RetailOasis director Nerida Jenkins told SmartCompany this type of photoshopping is wrong.
“While we generally suspend disbelief on photoshopping of A-list celebrities and supermodels, when it comes to young girls it is simply just wrong,” she says.
“It insults the sensibilities of just about every decent human being.”
Jenkins says companies caught in a PR disaster like this need to “act quickly, honestly and with humility”.
“With the groundswell social media brings it is absolutely critical for brands to act as humans because the relationship is personal, even though big brands are impersonal,” she says.
“While it is good Target pulled the image quickly they would do better to next recognise their mistake and move forward with positive messages and images of young women.”
Social media expert and Dialogue Consulting founder Hugh Stephens previously told SmartCompany brands should be able to predict some crises occurring and have a plan in place for how to respond.

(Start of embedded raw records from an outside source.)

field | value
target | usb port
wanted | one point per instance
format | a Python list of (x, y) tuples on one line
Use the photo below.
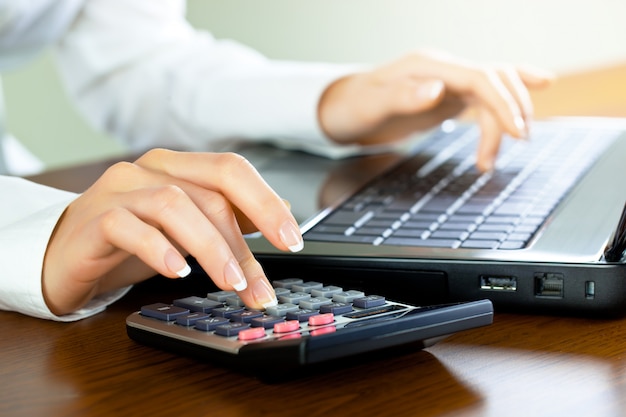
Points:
[(490, 283), (549, 285)]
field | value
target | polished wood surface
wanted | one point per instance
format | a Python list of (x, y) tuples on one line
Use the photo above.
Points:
[(522, 365)]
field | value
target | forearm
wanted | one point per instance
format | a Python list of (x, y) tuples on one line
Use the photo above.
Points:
[(27, 221), (181, 88)]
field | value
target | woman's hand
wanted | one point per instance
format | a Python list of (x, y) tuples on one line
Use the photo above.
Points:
[(420, 91), (142, 218)]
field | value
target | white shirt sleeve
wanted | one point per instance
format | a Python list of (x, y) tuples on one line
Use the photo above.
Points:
[(27, 220), (140, 71)]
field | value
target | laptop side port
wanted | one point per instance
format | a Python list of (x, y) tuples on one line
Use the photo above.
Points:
[(549, 285), (491, 283)]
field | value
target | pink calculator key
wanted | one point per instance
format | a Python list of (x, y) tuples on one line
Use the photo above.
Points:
[(323, 330), (252, 333), (321, 319), (287, 326)]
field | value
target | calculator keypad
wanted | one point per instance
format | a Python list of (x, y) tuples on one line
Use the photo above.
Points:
[(304, 308)]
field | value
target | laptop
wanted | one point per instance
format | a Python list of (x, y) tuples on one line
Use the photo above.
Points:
[(422, 225)]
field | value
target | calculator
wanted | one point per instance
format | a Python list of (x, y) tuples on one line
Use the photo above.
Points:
[(313, 323)]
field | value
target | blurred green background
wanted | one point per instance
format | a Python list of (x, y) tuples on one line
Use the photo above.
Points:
[(560, 35)]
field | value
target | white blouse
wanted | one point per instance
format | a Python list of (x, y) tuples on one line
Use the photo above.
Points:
[(140, 71)]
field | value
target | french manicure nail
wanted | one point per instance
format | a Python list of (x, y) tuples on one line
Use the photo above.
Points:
[(177, 264), (429, 91), (233, 275), (520, 124), (292, 238)]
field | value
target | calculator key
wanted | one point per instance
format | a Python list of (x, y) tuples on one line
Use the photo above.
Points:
[(294, 297), (162, 311), (231, 328), (235, 301), (336, 308), (314, 303), (348, 296), (321, 319), (267, 322), (286, 283), (227, 311), (200, 304), (252, 333), (327, 291), (281, 309), (301, 314), (210, 324), (323, 330), (278, 291), (246, 316), (306, 286), (287, 326), (220, 296), (369, 301), (191, 318)]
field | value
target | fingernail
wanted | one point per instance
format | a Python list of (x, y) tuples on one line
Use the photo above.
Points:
[(429, 91), (177, 264), (264, 294), (520, 124), (292, 238), (233, 275)]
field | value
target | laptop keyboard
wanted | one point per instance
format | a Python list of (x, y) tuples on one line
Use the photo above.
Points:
[(437, 198)]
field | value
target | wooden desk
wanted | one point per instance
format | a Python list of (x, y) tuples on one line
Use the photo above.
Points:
[(519, 366)]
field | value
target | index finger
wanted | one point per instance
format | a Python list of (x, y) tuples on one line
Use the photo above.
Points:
[(233, 176)]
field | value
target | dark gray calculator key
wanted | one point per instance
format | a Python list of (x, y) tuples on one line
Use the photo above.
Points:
[(281, 291), (246, 316), (327, 291), (314, 303), (208, 325), (227, 311), (286, 283), (336, 308), (231, 329), (306, 286), (191, 318), (266, 321), (369, 301), (281, 310), (301, 314), (194, 303), (294, 297), (347, 296), (220, 296), (235, 300), (162, 311)]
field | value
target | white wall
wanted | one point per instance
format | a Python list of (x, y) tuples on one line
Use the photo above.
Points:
[(559, 35)]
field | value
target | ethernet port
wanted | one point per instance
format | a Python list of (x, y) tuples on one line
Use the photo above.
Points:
[(549, 285)]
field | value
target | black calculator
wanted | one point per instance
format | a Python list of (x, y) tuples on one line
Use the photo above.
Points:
[(313, 323)]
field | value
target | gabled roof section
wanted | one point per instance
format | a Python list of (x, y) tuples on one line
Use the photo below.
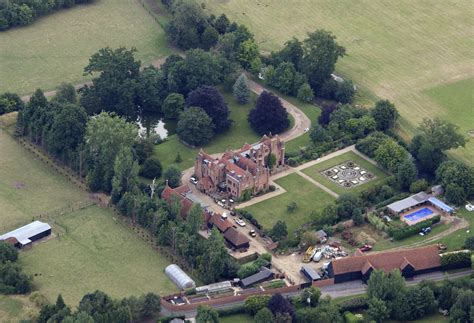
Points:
[(419, 258)]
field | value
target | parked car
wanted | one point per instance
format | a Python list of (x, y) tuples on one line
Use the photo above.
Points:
[(240, 222), (425, 231), (365, 248)]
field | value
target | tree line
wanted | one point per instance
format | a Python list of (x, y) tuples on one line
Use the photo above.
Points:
[(100, 307), (12, 278), (15, 13)]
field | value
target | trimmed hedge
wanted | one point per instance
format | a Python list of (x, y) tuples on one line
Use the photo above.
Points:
[(407, 231), (354, 304), (240, 309), (247, 215), (456, 260)]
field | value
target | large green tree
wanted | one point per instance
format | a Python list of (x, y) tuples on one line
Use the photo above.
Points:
[(106, 135), (269, 115), (385, 115), (321, 52), (116, 87), (195, 127), (125, 174), (241, 89)]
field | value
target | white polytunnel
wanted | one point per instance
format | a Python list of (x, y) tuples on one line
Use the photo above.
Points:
[(179, 277)]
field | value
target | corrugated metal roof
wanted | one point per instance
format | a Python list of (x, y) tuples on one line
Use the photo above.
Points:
[(313, 275), (179, 277), (408, 202), (24, 233), (441, 204), (263, 274)]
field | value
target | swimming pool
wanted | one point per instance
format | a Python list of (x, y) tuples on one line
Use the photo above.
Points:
[(419, 214)]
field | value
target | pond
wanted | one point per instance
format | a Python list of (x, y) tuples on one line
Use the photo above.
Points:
[(155, 124)]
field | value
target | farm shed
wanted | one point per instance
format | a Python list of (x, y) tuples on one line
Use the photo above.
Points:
[(409, 261), (408, 203), (235, 239), (263, 275), (179, 277), (214, 288), (25, 235), (310, 273)]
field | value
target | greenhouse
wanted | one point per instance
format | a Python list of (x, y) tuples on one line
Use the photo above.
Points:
[(179, 277)]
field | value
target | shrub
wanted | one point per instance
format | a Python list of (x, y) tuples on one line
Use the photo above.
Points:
[(354, 304), (406, 231), (151, 168), (456, 260), (377, 222), (253, 304), (418, 186)]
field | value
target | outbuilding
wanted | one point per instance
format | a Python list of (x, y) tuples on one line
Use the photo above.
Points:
[(179, 277), (310, 273), (25, 235), (263, 275), (235, 239)]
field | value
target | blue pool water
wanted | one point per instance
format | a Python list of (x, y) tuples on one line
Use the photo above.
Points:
[(419, 214)]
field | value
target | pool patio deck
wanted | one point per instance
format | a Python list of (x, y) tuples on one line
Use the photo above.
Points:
[(434, 210)]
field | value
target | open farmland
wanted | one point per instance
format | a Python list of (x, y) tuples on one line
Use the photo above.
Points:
[(56, 47), (29, 187), (306, 195), (238, 134), (95, 251), (397, 50)]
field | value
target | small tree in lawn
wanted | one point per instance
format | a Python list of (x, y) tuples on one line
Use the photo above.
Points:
[(269, 115), (291, 207), (173, 105), (241, 89), (279, 231), (305, 93), (195, 127)]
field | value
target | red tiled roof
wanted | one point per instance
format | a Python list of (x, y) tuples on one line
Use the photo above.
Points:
[(419, 258), (246, 163), (186, 204), (235, 237), (221, 224)]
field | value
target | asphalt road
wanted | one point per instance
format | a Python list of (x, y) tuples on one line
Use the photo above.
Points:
[(342, 290)]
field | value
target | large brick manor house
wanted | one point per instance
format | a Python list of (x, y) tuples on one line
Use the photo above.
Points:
[(236, 172)]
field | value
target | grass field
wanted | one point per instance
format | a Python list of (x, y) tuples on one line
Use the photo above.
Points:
[(396, 49), (238, 134), (314, 170), (57, 47), (307, 196), (28, 187), (15, 309), (237, 318), (458, 101), (96, 252)]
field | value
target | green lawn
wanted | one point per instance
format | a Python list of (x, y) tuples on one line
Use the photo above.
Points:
[(307, 196), (314, 172), (14, 309), (28, 187), (238, 134), (458, 100), (57, 47), (95, 251), (396, 50), (237, 318), (456, 239)]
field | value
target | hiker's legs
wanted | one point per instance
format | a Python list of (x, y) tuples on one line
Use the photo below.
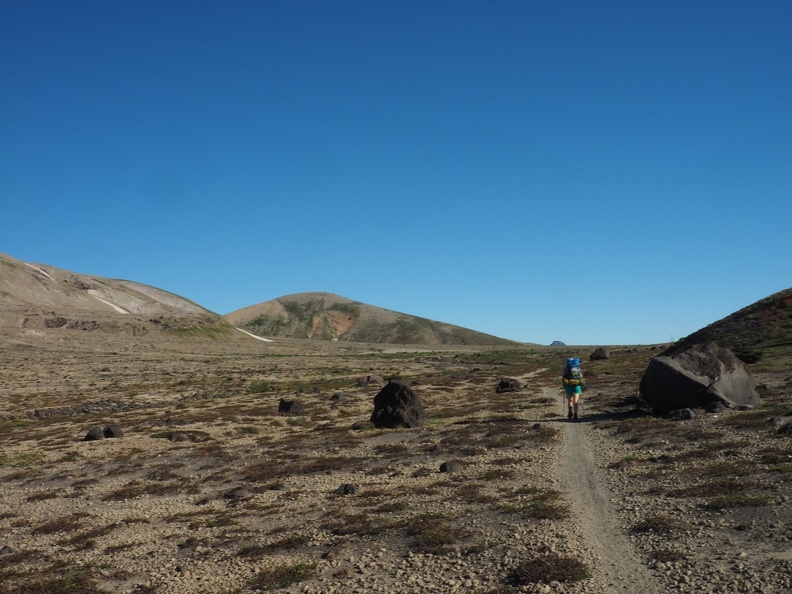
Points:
[(573, 398)]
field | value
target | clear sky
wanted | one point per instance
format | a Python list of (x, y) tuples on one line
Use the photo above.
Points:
[(614, 172)]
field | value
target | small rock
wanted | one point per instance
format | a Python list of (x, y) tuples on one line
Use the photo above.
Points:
[(94, 434)]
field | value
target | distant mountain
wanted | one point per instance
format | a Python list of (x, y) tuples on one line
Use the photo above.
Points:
[(749, 332), (326, 316), (37, 296)]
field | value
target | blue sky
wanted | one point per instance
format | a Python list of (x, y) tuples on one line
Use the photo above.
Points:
[(614, 172)]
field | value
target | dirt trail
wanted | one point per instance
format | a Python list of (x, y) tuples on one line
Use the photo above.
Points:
[(584, 483)]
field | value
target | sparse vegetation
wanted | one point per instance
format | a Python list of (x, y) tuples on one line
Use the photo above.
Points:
[(282, 576), (549, 568)]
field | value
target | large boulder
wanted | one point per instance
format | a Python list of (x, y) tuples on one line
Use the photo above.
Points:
[(396, 405), (290, 407), (697, 377), (508, 384)]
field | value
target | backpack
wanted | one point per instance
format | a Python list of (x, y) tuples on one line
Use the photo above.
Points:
[(572, 374)]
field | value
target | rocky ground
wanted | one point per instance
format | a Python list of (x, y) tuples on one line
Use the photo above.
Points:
[(210, 489)]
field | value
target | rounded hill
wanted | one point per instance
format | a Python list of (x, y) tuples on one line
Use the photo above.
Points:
[(325, 316)]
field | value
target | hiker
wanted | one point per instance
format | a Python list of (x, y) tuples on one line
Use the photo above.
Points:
[(572, 380)]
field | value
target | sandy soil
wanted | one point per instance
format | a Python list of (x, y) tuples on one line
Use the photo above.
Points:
[(211, 490)]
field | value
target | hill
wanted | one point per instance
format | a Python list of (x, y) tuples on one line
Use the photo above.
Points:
[(36, 299), (325, 316), (752, 331)]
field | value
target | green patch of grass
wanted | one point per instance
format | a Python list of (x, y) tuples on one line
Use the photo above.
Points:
[(136, 489), (287, 543), (497, 474), (259, 386), (65, 524), (435, 534), (712, 488), (549, 568), (668, 556), (543, 505), (282, 576), (221, 522), (22, 460), (658, 524), (737, 500), (472, 493), (359, 524), (67, 582)]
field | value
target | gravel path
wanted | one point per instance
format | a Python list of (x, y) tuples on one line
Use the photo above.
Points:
[(583, 483)]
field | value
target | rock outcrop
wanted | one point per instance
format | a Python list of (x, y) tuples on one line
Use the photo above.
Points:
[(396, 405), (697, 377)]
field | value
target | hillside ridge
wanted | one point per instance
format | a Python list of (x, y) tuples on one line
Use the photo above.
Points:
[(327, 316)]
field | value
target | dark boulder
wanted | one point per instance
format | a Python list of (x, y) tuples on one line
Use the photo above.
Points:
[(396, 405), (682, 414), (113, 431), (370, 379), (291, 407), (452, 466), (94, 433), (696, 377), (236, 494), (508, 385)]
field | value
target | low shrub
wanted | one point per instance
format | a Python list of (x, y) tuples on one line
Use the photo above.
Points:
[(549, 568), (282, 576)]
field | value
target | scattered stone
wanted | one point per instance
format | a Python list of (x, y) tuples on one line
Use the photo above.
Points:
[(113, 431), (452, 466), (508, 385), (396, 405), (94, 433), (237, 494), (370, 379), (681, 414)]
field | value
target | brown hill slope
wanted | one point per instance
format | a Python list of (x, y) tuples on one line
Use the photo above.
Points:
[(752, 331), (326, 316), (38, 298)]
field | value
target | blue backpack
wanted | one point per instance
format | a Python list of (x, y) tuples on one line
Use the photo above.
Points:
[(572, 374)]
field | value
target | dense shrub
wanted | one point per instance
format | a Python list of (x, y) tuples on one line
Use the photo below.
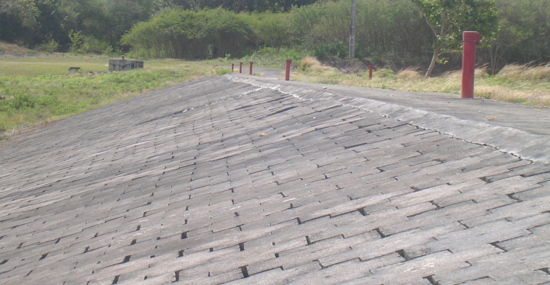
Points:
[(191, 35)]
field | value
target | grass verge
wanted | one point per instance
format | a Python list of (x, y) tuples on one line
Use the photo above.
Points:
[(515, 83), (35, 91)]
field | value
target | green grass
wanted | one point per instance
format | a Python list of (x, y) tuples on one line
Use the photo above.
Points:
[(35, 91)]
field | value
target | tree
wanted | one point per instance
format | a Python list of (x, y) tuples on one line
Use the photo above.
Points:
[(449, 18), (25, 7)]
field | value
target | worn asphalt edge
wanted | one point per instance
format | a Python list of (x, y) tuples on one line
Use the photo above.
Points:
[(505, 139)]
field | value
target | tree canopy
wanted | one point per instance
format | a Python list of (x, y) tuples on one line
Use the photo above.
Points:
[(449, 18)]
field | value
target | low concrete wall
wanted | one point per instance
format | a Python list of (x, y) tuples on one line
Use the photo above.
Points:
[(121, 64)]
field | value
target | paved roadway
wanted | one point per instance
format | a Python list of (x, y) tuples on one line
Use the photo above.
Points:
[(255, 181)]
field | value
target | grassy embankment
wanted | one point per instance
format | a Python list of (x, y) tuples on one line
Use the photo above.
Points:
[(38, 90), (514, 83)]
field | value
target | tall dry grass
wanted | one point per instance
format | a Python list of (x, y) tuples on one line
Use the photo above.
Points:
[(515, 83)]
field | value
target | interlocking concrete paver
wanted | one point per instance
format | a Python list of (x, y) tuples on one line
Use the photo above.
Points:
[(239, 181)]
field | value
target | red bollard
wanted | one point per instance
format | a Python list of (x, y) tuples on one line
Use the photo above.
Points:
[(471, 39), (287, 71), (370, 71)]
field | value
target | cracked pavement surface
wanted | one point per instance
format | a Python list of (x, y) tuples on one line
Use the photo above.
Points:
[(241, 181)]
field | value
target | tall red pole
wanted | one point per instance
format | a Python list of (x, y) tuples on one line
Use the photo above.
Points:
[(471, 39), (370, 71), (287, 71)]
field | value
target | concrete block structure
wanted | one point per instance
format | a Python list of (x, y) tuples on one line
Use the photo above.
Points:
[(122, 64)]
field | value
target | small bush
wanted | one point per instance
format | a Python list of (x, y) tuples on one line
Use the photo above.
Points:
[(309, 63), (334, 49), (382, 73)]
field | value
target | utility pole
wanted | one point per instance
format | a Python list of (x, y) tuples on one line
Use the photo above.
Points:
[(352, 30)]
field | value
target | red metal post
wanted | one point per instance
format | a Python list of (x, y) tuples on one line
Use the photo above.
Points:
[(287, 71), (370, 71), (471, 39)]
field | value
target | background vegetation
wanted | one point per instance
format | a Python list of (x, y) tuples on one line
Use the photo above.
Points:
[(390, 32)]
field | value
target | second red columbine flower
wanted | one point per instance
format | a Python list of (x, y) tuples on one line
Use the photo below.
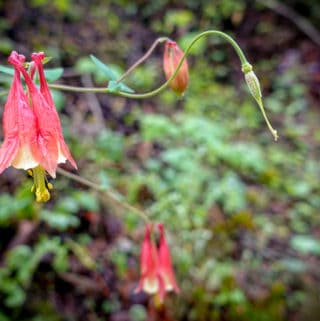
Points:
[(32, 129), (157, 274), (171, 58)]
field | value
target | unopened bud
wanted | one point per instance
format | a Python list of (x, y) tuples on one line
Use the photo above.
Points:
[(171, 58), (254, 87)]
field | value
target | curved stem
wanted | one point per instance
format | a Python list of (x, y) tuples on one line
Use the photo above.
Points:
[(226, 37), (143, 58), (111, 195)]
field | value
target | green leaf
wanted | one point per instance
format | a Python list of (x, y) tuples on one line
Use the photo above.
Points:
[(7, 70), (103, 67), (305, 244), (53, 74)]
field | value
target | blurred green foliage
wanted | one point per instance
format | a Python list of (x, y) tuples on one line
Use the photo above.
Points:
[(241, 212)]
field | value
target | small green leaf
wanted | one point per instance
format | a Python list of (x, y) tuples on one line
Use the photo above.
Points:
[(53, 74), (305, 244), (103, 67), (113, 86)]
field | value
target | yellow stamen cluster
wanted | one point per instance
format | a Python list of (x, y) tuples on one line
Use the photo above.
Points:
[(41, 185)]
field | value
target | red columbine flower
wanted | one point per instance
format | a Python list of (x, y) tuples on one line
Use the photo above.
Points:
[(34, 120), (165, 265), (171, 58), (50, 109), (157, 275), (150, 280), (19, 125)]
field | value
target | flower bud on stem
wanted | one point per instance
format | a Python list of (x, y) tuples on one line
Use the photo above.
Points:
[(254, 87)]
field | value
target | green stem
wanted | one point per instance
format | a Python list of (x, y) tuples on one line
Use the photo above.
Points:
[(110, 195), (143, 58), (152, 93)]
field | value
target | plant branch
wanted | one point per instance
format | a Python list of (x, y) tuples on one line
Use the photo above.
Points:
[(112, 196), (143, 58)]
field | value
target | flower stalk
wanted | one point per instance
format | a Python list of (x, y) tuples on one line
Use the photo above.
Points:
[(251, 79)]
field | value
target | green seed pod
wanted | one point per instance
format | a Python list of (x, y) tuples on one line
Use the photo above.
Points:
[(254, 85)]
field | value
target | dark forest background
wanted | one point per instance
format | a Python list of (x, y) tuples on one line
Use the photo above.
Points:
[(242, 212)]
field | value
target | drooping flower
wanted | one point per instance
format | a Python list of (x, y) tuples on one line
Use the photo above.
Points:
[(157, 275), (19, 125), (33, 135), (150, 280), (165, 265), (171, 58), (63, 150)]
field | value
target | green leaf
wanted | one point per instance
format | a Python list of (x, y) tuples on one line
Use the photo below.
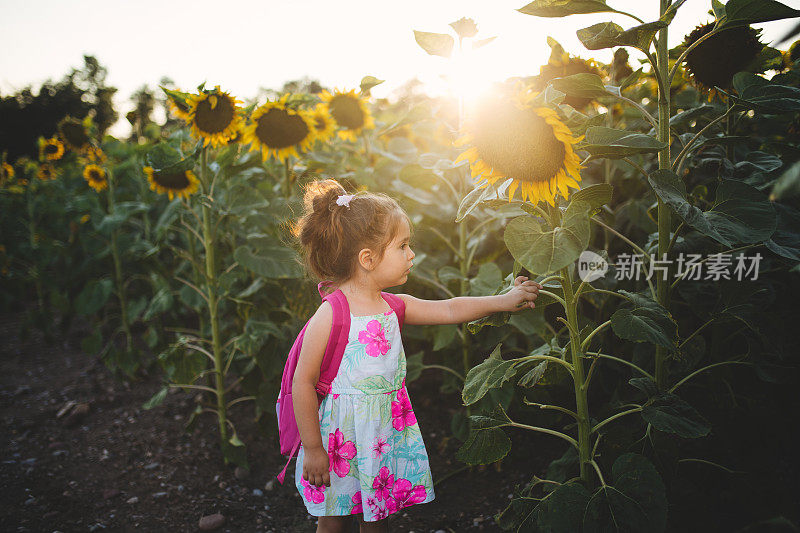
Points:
[(609, 35), (93, 296), (436, 44), (616, 144), (670, 414), (583, 85), (274, 262), (596, 196), (487, 442), (741, 12), (491, 373), (635, 502), (543, 252), (472, 199), (646, 321), (157, 399), (533, 376), (563, 8)]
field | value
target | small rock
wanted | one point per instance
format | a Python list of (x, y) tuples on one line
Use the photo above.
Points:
[(212, 522)]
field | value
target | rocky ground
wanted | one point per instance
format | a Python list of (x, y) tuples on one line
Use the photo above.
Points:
[(80, 454)]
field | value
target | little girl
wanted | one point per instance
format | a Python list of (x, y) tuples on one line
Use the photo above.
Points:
[(362, 450)]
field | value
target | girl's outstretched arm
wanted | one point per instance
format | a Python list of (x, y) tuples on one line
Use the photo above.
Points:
[(304, 396), (467, 308)]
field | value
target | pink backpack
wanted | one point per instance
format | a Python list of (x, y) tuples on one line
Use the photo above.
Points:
[(340, 328)]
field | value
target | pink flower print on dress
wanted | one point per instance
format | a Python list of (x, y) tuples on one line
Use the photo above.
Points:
[(357, 506), (374, 338), (402, 415), (380, 447), (383, 484), (339, 452), (312, 493), (403, 495)]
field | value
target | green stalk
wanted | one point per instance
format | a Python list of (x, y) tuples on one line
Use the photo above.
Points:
[(581, 402), (213, 303), (118, 266), (664, 214)]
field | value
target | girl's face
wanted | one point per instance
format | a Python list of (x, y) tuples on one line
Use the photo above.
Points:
[(394, 267)]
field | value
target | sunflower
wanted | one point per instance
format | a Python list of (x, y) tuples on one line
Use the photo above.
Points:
[(561, 64), (512, 138), (214, 117), (718, 58), (349, 111), (96, 177), (74, 134), (279, 130), (52, 149), (172, 183), (46, 172), (324, 126)]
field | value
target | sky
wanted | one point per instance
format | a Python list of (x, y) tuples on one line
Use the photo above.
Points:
[(242, 45)]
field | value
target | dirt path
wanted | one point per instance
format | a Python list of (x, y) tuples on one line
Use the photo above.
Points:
[(108, 465)]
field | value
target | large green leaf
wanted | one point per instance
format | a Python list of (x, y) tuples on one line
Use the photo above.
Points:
[(645, 321), (616, 144), (542, 251), (93, 296), (563, 8), (635, 502), (609, 35), (670, 414), (487, 442), (740, 12), (437, 44), (561, 511), (275, 262), (741, 213), (491, 373)]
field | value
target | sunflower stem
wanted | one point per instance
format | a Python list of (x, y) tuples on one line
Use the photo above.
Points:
[(213, 307), (664, 163), (118, 267)]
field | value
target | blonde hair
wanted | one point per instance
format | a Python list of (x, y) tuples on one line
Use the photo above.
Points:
[(331, 235)]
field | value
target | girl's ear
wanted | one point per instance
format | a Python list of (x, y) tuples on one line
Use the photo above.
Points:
[(366, 258)]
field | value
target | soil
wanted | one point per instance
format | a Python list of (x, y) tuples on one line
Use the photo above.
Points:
[(109, 465)]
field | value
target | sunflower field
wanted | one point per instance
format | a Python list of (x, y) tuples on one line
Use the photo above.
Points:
[(657, 203)]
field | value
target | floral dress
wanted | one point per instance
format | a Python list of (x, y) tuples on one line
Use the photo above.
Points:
[(378, 461)]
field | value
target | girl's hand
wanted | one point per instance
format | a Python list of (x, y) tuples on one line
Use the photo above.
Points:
[(522, 295), (316, 467)]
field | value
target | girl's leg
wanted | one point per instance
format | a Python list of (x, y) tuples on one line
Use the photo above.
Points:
[(334, 524), (379, 526)]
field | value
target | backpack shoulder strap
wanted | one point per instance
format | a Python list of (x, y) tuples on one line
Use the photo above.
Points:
[(337, 341), (398, 306)]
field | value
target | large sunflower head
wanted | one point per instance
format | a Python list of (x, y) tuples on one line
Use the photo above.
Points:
[(324, 125), (180, 183), (513, 138), (715, 60), (46, 172), (214, 117), (51, 149), (96, 177), (74, 134), (277, 129), (350, 112)]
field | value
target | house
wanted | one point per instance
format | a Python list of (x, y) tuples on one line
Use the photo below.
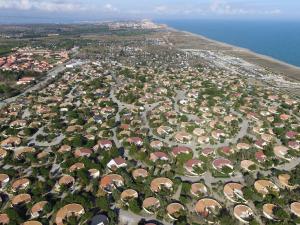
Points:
[(157, 184), (139, 173), (260, 156), (181, 150), (32, 222), (116, 163), (20, 184), (264, 186), (128, 195), (295, 208), (67, 211), (4, 219), (281, 151), (243, 213), (76, 166), (198, 189), (154, 156), (191, 164), (110, 182), (247, 165), (135, 140), (94, 173), (220, 163), (150, 205), (37, 208), (174, 209), (4, 179), (83, 152), (100, 220), (233, 192), (268, 211), (21, 199), (206, 206)]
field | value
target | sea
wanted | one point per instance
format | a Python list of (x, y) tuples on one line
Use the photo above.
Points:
[(277, 39)]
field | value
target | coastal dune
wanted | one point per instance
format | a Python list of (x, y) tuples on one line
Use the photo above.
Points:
[(187, 40)]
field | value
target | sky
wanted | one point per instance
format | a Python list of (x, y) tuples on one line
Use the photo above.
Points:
[(99, 10)]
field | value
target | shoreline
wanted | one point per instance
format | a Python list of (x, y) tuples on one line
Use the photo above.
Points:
[(290, 71)]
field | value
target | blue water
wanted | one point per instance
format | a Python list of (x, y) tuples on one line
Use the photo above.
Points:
[(280, 40)]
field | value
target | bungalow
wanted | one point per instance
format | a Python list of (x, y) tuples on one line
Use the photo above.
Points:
[(264, 186), (191, 164), (208, 152), (65, 180), (135, 140), (4, 179), (204, 207), (139, 173), (37, 208), (67, 211), (20, 184), (260, 156), (154, 156), (150, 205), (100, 219), (64, 148), (21, 199), (295, 208), (158, 183), (156, 144), (181, 150), (3, 153), (116, 163), (183, 137), (76, 166), (110, 182), (11, 142), (281, 151), (198, 189), (220, 163), (247, 165), (105, 144), (243, 213), (174, 209), (128, 195), (94, 173), (268, 211), (32, 222), (233, 192), (4, 219), (83, 152)]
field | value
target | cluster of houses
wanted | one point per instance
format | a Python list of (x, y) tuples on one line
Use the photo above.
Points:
[(175, 145)]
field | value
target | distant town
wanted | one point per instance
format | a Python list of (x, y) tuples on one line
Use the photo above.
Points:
[(131, 124)]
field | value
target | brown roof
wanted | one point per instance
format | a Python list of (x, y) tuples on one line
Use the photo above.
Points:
[(128, 194), (68, 210), (295, 208), (20, 183), (32, 222), (158, 182), (37, 207), (174, 208), (139, 173), (4, 219), (206, 205), (150, 202), (20, 199), (66, 179), (111, 180)]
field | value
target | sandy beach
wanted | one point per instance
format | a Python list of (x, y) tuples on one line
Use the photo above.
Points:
[(188, 40)]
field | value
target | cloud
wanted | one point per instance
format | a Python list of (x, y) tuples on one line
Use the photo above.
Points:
[(42, 5), (222, 7), (110, 8)]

“When you can anticipate a reaction on social media, companies can give additional resources to its social media and bring on extra people to make sure comments, where possible, are pre-moderated for a short period of time,” he says.
“Plan the resources and be more proactive in moderating comments – perhaps even have a 24/7 moderating team for a few days directly following a big announcement if you anticipate a response.”
Fortunately for companies incidents on social media tend to pass quickly and it takes continual mishaps to cause sustained damage to a brand’s reputation.
“The cycle in which social media operates is pretty quick, so while there might be heavy flashes of reputational damage, it takes longer to seep in and for people to change their consumer habits,” Stephens says.